Wie sehr sind die konservativenVertreter repräsentativ?

Kohorchide:Die Mehrheit der Muslime in Österreich gehört keiner bestimmten Moscheegemeinde an. Sie sind nicht organisiert und haben keine starke Stimme in der Glaubensgemeinschaft. Man merkt das auch an den Abmeldequoten vom Religionsunterricht – 55 Prozent.

Was ist konkret am Religionsunterricht so schlecht?

Khorchide: Islamische Theologie, wie sie über Jahrhunderte ausformuliert wurde, ist konservativ und dogmatisch. Der Mensch wird als unmündig gesehen, muss gehorchen und darf seine Vernunft kaum verwenden. Es geht vordergründig um das Praktizieren von Ritualen.

Das ist aber kein österreichischer Sonderfall.

Khorchide: Nein, das gilt für die gesamte islamische Theologie. Wenn sich jemand an die Dogmen hält, kommt er ins Paradies, egal, wie er sich ethisch verhält.


Und warum geschieht beim Religionsunterricht dann nichts?

Khorchide: Muslime sind schnell beleidigt, wenn man sagt, dass eine islamische Aufklärung nötig ist. Die ist anders als die europäische, weil wir eine andere Geschichte haben. Es ist aber falsch zu sagen, es ist alles wunderbar. Wir brauchen dringend eine Aufklärung, die von einem innerislamischen Diskurs getragen wird.

Manchmal scheitert es aber ja eher an manchen Eltern.

Khorchide: Es muss auch bei ihnen ein Bewusstsein geschaffen werden, dass Bildung wichtig ist. Oft reagieren Muslime beleidigt, wenn man ihnen diese Defizite vorwirft.

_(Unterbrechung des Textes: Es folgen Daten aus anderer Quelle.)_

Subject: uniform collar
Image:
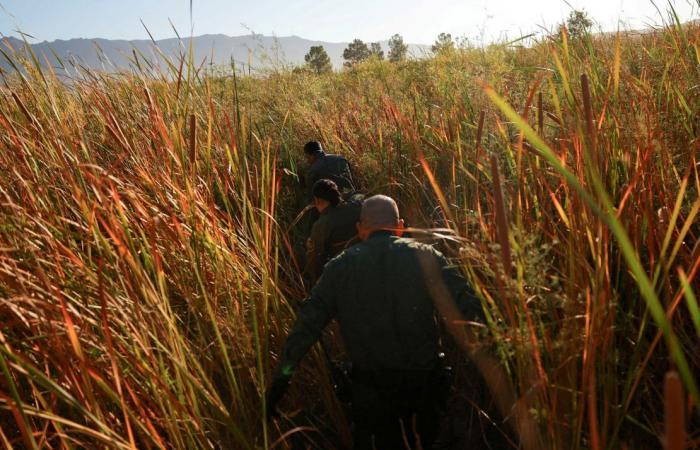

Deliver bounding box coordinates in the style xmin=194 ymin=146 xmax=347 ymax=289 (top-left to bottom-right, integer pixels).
xmin=319 ymin=201 xmax=343 ymax=216
xmin=367 ymin=230 xmax=394 ymax=240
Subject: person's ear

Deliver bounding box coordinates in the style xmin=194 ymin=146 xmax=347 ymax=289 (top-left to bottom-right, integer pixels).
xmin=395 ymin=219 xmax=405 ymax=237
xmin=357 ymin=222 xmax=369 ymax=241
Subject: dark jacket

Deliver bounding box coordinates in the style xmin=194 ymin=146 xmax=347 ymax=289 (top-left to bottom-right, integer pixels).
xmin=304 ymin=153 xmax=356 ymax=197
xmin=306 ymin=198 xmax=363 ymax=282
xmin=273 ymin=232 xmax=482 ymax=381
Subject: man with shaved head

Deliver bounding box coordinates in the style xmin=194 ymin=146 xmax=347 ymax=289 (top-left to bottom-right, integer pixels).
xmin=357 ymin=194 xmax=400 ymax=233
xmin=267 ymin=195 xmax=484 ymax=449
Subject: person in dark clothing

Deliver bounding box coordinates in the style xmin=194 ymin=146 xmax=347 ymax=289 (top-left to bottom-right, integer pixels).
xmin=266 ymin=195 xmax=485 ymax=449
xmin=306 ymin=179 xmax=364 ymax=282
xmin=302 ymin=141 xmax=357 ymax=198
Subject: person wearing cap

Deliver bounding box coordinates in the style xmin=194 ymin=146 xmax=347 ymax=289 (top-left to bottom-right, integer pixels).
xmin=302 ymin=141 xmax=357 ymax=198
xmin=307 ymin=179 xmax=364 ymax=282
xmin=266 ymin=195 xmax=485 ymax=449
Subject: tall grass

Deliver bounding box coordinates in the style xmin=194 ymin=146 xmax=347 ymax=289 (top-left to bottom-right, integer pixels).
xmin=1 ymin=14 xmax=699 ymax=449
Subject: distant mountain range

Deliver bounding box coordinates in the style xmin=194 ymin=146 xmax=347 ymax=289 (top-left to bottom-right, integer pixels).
xmin=0 ymin=34 xmax=431 ymax=74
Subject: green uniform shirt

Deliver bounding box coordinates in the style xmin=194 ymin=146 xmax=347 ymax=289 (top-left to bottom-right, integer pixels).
xmin=304 ymin=153 xmax=356 ymax=197
xmin=274 ymin=232 xmax=482 ymax=381
xmin=306 ymin=198 xmax=363 ymax=282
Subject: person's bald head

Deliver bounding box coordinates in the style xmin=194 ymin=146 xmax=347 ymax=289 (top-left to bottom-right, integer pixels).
xmin=357 ymin=195 xmax=404 ymax=239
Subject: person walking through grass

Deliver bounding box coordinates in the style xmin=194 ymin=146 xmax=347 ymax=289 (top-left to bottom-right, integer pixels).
xmin=301 ymin=140 xmax=357 ymax=199
xmin=266 ymin=195 xmax=485 ymax=449
xmin=306 ymin=179 xmax=364 ymax=282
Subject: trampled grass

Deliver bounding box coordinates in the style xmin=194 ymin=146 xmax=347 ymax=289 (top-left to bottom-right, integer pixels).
xmin=0 ymin=14 xmax=699 ymax=450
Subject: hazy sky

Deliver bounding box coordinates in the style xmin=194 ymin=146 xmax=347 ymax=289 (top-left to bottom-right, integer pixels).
xmin=0 ymin=0 xmax=697 ymax=44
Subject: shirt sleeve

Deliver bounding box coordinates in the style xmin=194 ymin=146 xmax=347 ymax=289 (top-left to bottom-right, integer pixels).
xmin=438 ymin=254 xmax=485 ymax=322
xmin=272 ymin=269 xmax=338 ymax=381
xmin=306 ymin=220 xmax=330 ymax=283
xmin=345 ymin=160 xmax=358 ymax=191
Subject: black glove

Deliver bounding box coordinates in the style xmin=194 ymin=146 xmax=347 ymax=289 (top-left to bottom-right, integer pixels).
xmin=265 ymin=376 xmax=291 ymax=420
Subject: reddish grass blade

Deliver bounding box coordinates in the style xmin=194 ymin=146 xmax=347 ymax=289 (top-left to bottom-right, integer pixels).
xmin=537 ymin=92 xmax=544 ymax=134
xmin=476 ymin=110 xmax=486 ymax=148
xmin=664 ymin=371 xmax=686 ymax=450
xmin=189 ymin=113 xmax=197 ymax=175
xmin=490 ymin=155 xmax=511 ymax=277
xmin=580 ymin=73 xmax=597 ymax=163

Es gibt unter einigen Muslimen auch den Hang zum Extremismus.

Khorchide: Ja, auch der politische Islam ist eine Bedrohung. Aber diese Erscheinungen fallen – zumindest in Österreich – kaum ins Gewicht.

Wenn nicht Extremismus, wo ist dann das große Problem?

Khorchide: Dass Dogmen und nicht der Mensch im Mittelpunkt der islamischen Theologie stehen ist das Hauptproblem. Dogmatische und nicht ethische Prinzipien ziehen die Trennlinie, wodurch viele, die keiner Moscheegemeinde angehören, von der Gestaltung des Religionsunterrichts ausgeschlossen sind.

Wie sollte der nächste Präsident der Glaubensgemeinschaft aussehen?

Khorchide: Ich wünsche mir, dass der kommende Präsident ein Unabhängiger mit theologischer Basis und offener Haltung ist, der den aufgeklärten und liberalen Diskurs des Islam fördert.

ZUR PERSON. Die Nachwuchshoffnung

Mouhanad Khorchide ist Assistent für Islamische Religionspädagogik am Institut für Bildungswissenschaft der Universität Wien.

Der 36-Jährige wurde als Sohn palästinensischer Eltern im Libanon geboren und wuchs in Saudiarabien auf. Seit 1989 lebt der Islamwissenschaftler und Soziologe in Österreich. Er ist auch Imam einer kleinen Moschee in Ottakring.

Der Theologe gilt unter den liberalen Muslimen des Landes als Nachwuchshoffnung.